Graphical impact of \({K}_{c}\) on concentration distribution when \(\alpha =0.5, m=0.3, Re=4.0, we=3.0, M=3.0, Pr=206,{H}_{t}=-2.0, Sc=0.0, {\delta }_{1}=0.4, {\varphi }_{1}=0.003, {\varphi }_{2}=0.004, {\varphi }_{3}=0.0075.\)

Impacts of Sherwood number, skin friction coefficient and heat transfer rate

Impacts of Sherwood number, heat transfer rate and skin friction coefficient are predicted versus variation in Weissenberg, heat source, magnetic and Schmidt numbers. These visualizations are recorded in Table 4. It is noticed that divergent velocity (skin friction coefficient) and heat transport rate are enhanced versus the variation in heat source number. But constant behavior for mass diffusion rate is observed for variation in heat source number. Magnetic parameter brings declination into heat transfer and mass diffusion rated while divergent velocity is decreased. Additionally, mass diffusion rate is enhanced when Schmidt number is increased. In case of Weissenberg number, flow rate is decreased and mass diffusion rate and heat energy rate are increased.
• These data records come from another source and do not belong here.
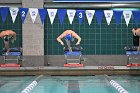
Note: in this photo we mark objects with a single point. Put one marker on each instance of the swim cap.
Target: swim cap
(68, 37)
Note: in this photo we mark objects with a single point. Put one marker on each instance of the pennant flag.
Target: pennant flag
(136, 16)
(89, 15)
(99, 16)
(33, 13)
(80, 15)
(42, 13)
(52, 14)
(23, 13)
(14, 12)
(108, 15)
(127, 16)
(71, 14)
(61, 15)
(117, 15)
(4, 13)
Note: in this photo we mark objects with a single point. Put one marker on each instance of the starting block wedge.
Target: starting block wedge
(10, 65)
(73, 65)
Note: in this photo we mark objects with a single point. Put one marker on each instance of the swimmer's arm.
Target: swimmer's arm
(78, 37)
(59, 39)
(134, 32)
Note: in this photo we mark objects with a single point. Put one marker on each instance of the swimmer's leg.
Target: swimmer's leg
(6, 46)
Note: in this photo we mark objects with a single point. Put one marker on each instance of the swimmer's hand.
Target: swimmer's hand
(62, 43)
(12, 40)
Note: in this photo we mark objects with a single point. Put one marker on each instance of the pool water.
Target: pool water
(69, 84)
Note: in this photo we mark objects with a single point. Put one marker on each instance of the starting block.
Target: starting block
(13, 58)
(74, 58)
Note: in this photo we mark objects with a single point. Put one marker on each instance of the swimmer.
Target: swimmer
(69, 36)
(136, 32)
(7, 36)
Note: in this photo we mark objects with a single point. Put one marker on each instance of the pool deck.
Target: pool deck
(87, 70)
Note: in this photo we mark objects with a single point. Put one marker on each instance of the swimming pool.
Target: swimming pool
(69, 84)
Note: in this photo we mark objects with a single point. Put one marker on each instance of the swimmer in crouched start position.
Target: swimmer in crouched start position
(69, 36)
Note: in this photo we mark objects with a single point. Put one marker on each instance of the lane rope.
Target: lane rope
(118, 87)
(31, 85)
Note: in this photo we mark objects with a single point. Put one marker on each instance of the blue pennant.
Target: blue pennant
(99, 16)
(42, 13)
(4, 12)
(117, 15)
(61, 15)
(23, 13)
(80, 15)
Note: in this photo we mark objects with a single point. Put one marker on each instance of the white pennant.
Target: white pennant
(52, 14)
(33, 13)
(71, 14)
(13, 12)
(127, 16)
(108, 15)
(89, 15)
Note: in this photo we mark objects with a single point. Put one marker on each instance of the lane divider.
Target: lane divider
(118, 87)
(31, 85)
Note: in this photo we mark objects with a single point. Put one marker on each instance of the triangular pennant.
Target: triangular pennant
(71, 14)
(61, 15)
(52, 14)
(108, 15)
(4, 13)
(14, 12)
(89, 15)
(33, 13)
(23, 13)
(80, 15)
(127, 16)
(99, 16)
(118, 15)
(42, 13)
(136, 16)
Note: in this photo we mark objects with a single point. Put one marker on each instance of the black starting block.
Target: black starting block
(73, 58)
(133, 56)
(13, 58)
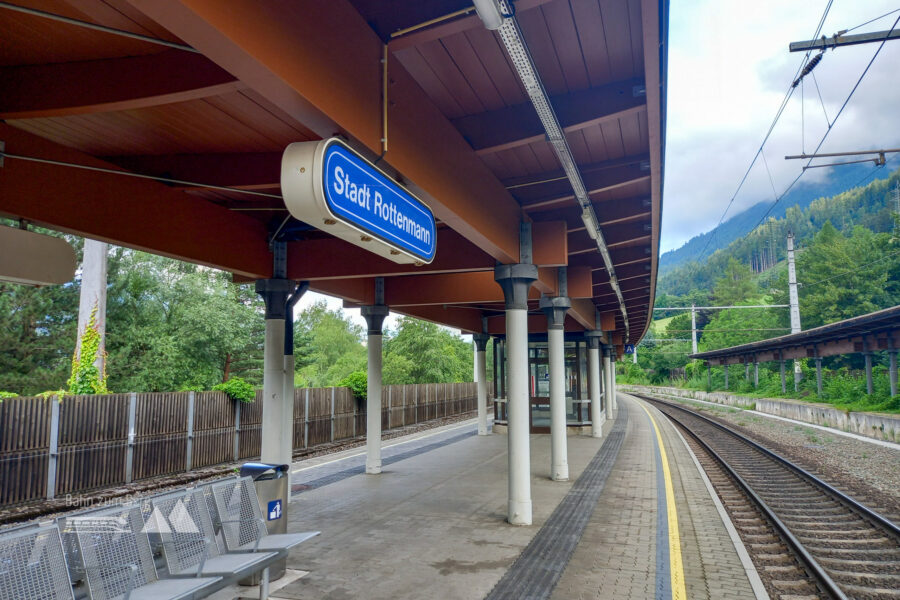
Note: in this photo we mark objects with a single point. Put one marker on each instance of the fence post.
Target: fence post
(189, 451)
(237, 430)
(129, 452)
(54, 447)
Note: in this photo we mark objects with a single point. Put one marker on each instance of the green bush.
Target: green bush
(357, 382)
(237, 389)
(86, 377)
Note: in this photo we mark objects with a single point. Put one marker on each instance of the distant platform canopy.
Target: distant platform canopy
(873, 332)
(160, 125)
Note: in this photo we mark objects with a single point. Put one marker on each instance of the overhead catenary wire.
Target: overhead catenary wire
(778, 114)
(830, 126)
(887, 14)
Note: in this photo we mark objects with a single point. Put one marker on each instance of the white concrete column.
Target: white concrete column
(613, 401)
(374, 316)
(892, 371)
(275, 448)
(515, 281)
(594, 375)
(559, 456)
(287, 404)
(555, 309)
(868, 356)
(819, 375)
(481, 340)
(608, 381)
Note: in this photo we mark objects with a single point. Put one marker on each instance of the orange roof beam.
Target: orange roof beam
(138, 213)
(514, 126)
(92, 86)
(326, 73)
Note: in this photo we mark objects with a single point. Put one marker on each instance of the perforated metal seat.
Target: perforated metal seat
(33, 565)
(189, 544)
(243, 526)
(118, 562)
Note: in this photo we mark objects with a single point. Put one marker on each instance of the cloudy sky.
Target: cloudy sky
(729, 69)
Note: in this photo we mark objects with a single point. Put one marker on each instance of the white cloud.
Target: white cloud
(729, 68)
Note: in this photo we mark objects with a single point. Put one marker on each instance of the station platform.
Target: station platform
(636, 520)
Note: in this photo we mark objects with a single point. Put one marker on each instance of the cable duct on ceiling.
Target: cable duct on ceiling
(499, 16)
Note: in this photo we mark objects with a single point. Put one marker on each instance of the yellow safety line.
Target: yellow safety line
(676, 567)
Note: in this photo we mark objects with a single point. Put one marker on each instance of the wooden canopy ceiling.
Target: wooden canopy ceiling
(219, 89)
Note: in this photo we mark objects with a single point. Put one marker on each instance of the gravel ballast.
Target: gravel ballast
(868, 472)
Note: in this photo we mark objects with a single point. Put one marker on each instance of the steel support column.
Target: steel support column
(819, 375)
(892, 370)
(783, 383)
(374, 316)
(481, 340)
(609, 367)
(555, 309)
(595, 377)
(516, 280)
(868, 356)
(275, 448)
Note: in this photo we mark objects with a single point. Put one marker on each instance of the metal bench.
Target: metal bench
(33, 565)
(241, 519)
(190, 548)
(118, 564)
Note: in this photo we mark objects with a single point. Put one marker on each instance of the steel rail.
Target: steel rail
(816, 570)
(854, 505)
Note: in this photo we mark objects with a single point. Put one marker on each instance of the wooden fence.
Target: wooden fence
(50, 448)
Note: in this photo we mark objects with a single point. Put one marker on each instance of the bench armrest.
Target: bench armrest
(132, 569)
(256, 545)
Table 4 Numerical consequences of mass diffusion rate, divergent velocity and heat energy rate versus impacts of heat source, Weissenberg, Schmidt and magnetic parameters when \(\alpha =0.5, m=0.3, Re=4.0, Pr=206, {\delta }_{1}=0.4, ph1=0.003, {\varphi }_{1}=0.003, {\varphi }_{2}=0.004, {\varphi }_{3}=0.0075.\)

Conclusions

Comparison thermal aspects and solute aspects among model-I and model-II including tri-hybrid nanomaterial are observed past stretching frame. Heat energy and diffusion into mass species are carried out by non-Fourier’s approach. Additionally, heat source and chemical species are implemented. Such complex problem is developed and numerical tackled by finite element approach. Main finding of such complex problem are mentioned below.

• Velocity profile is declined using higher numerical values of magnetic field intensity based on Lorentz force.

• Velocity profiles for model-I have less magnitudes rather than magnitudes for velocity profiles for model-II.

• External heat source brings enhancement into thermal energy and flow behavior.

• Cooling process thermal process can be achieved significantly by using mechanism of ternary hybrid nanofluid rather than mechanism of hybrid nanofluid.

• Production of mass species and thermal energy for case of model-II as compared for model-I.

• Mass diffusion decreases versus impacts of chemical reaction number and Schmidt number.

• Current development is applicable in biological field which is used in condyloid joints, hinge joints, pivot joints.

• Such complex analysis is applicable in biological field which is used in condyloid joints, hinge joints, pivot joints and shoulder joints.